Cadran : en métal émaillé de couleur blanche avec quelques coups et fêlure sans gravité, ce cadran est réduit à l’essentiel, tout juste ponctué par une petite seconde dans le compteur « en retrait » à 6H, des chiffres Arabes, l’inscription sur 24H au-dessus du chemin de fer, survolés par des aiguilles « poires » en acier bleui. Observez le sublime « chemin de fer » pour le détail les minutes.

Verre : neuf d’époque, minéral (en verre), bombé, biseauté, je l’ai remplacé lors de la révision complète.

Mouvement : il s’agit du calibre ZENITH 18-28-3-P créé en 1905, 18 lignes pour le diamètre, 28 douzième pour la hauteur, et 3 pour Lépine 3 ponts (au lieu de 4 pour certains avec un pont pour la roue d’échappement). Un mouvement mécanique à remontage manuel maison réalisant 18000 alternances/heures, protégé par 15 rubis, un organe régulateur muni d’un spiral Bréguet (voir la photo). Il a subi de nombreuses évolutions et modifications depuis 1905. Calibre très fiable, en parfait état de fonctionnement, contrôlé et révisé par mes soins. Notez que ce sont des frais que vous n’aurez pas à faire sachant qu’une révision complète pour ce genre de montre coûte autour de 190 € chez un horloger, chez Zenith c’est beaucoup plus cher pour le même travail, sans parler du délai…

Observations : Ce garde-temps est la représentation parfaite d’une montre de collection. Elle est métal très solide et date de la première moitié du XXè siècle.
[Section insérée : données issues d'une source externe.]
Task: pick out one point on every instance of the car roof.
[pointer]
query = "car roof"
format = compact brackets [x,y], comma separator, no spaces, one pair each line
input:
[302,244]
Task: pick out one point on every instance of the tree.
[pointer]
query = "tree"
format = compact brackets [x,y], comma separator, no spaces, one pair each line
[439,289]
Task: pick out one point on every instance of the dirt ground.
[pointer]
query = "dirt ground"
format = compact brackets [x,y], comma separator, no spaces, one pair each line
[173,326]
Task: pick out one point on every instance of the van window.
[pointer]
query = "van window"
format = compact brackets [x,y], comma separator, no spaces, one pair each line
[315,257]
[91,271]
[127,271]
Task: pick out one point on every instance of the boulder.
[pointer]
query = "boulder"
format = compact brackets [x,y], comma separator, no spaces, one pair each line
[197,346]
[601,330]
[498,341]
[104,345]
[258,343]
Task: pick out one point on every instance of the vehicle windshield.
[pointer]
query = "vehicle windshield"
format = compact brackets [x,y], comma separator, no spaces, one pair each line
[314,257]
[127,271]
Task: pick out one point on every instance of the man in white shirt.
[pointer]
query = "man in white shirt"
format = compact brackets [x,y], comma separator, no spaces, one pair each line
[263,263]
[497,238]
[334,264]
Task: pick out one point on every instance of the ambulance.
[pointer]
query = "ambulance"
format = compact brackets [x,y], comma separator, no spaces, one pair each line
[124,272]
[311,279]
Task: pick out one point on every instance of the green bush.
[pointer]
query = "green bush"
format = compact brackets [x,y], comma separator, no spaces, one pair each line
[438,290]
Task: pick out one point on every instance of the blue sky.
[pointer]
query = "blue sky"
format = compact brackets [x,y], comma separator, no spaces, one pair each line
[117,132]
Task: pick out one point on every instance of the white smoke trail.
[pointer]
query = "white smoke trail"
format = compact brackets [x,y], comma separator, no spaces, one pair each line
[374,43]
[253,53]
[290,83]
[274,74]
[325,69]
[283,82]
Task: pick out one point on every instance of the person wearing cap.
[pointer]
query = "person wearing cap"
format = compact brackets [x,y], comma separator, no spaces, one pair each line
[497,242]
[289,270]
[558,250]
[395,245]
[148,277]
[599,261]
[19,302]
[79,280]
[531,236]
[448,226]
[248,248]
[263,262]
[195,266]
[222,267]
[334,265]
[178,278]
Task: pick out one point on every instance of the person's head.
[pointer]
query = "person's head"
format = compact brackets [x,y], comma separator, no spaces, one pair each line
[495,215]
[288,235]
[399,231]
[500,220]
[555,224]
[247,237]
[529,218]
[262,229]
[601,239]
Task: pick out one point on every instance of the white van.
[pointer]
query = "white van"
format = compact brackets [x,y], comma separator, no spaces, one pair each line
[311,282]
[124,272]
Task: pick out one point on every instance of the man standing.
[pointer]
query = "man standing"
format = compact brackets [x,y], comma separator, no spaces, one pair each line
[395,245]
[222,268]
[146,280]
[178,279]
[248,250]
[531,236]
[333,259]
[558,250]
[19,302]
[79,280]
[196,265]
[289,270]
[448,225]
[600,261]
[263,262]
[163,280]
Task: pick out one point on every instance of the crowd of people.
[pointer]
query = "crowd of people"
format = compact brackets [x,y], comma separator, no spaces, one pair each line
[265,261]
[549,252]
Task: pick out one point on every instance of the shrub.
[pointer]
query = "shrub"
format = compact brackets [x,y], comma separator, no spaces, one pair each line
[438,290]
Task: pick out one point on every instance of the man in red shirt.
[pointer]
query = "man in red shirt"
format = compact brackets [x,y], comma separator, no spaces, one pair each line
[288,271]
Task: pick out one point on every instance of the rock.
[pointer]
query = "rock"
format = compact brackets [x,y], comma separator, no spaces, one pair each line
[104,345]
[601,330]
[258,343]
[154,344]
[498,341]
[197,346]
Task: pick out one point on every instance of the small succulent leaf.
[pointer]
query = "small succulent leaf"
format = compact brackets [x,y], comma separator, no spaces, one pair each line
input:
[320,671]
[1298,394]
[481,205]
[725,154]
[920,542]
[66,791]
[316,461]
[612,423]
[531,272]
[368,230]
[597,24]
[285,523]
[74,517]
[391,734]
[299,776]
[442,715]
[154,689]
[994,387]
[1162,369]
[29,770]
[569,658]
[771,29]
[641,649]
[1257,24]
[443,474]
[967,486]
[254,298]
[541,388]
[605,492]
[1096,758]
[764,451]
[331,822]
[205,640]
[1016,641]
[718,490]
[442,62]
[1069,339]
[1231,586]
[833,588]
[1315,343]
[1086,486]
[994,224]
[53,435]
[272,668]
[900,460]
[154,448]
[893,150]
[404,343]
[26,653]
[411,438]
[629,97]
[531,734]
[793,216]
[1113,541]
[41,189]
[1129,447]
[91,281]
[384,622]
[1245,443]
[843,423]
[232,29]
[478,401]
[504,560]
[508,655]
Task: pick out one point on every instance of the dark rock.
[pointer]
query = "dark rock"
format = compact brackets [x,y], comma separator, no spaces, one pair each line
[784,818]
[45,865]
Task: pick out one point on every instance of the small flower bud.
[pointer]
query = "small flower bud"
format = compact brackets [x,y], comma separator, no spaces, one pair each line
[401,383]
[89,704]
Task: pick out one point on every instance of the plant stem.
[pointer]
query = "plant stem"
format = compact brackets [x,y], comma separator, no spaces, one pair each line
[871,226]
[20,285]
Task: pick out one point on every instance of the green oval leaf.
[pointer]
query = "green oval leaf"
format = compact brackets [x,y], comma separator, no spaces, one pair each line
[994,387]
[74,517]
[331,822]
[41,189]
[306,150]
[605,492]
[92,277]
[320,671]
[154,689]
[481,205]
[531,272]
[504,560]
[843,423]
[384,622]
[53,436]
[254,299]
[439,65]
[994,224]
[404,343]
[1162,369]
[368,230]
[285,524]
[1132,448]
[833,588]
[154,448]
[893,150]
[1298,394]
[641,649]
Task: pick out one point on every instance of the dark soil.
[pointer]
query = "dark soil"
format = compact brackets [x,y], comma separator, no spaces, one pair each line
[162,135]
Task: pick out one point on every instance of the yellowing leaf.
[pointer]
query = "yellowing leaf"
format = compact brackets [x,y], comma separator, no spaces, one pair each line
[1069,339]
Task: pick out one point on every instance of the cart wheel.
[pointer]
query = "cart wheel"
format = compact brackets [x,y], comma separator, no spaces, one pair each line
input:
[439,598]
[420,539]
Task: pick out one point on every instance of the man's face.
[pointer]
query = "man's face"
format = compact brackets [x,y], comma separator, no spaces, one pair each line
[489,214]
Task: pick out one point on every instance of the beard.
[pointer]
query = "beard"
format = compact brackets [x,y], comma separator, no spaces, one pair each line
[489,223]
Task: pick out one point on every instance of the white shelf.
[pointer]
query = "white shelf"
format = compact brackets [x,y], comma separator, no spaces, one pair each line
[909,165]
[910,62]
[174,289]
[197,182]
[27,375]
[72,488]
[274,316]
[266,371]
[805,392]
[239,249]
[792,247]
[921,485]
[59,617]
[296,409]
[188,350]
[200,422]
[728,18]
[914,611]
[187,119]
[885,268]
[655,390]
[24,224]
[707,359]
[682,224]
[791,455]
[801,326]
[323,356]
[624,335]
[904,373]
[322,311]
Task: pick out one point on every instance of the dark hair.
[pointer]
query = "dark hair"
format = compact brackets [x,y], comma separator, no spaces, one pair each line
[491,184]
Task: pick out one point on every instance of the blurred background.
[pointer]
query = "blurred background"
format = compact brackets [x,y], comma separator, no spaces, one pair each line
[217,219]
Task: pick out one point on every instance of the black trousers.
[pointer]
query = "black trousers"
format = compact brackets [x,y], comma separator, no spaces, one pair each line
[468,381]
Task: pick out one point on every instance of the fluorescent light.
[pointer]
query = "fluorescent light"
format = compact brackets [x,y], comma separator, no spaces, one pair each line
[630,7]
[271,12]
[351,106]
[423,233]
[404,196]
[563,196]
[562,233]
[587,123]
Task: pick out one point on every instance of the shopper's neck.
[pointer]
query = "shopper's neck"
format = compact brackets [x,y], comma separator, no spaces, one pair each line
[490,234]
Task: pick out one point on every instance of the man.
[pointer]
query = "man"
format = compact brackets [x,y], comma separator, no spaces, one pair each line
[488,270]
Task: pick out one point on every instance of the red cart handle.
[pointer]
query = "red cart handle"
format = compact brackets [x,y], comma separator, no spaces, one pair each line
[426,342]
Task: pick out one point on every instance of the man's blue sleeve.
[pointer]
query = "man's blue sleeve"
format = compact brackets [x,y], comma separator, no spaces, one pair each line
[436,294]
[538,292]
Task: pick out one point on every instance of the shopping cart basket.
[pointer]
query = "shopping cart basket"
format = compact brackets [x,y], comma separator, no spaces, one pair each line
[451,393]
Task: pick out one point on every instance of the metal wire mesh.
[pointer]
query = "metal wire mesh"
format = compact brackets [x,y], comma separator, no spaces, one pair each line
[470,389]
Le boîtier est en très bon état pour l’époque, on sent que les « différents locataires » ont apporté la plus grande attention, ils savaient certainement la valeur de l’objet … Il n’y a pas grande chose à dire de plus, les photos traduisent sont état. Tout le monde connaît Zenith et les prix de leurs vieux modèles qui ont atteints des hautes sommes depuis une vingtaine d’années, je ne peux pas vanter la marque, elle n’en a pas besoin… Si … A ce prix, vous n’en trouverez jamais dans cet état.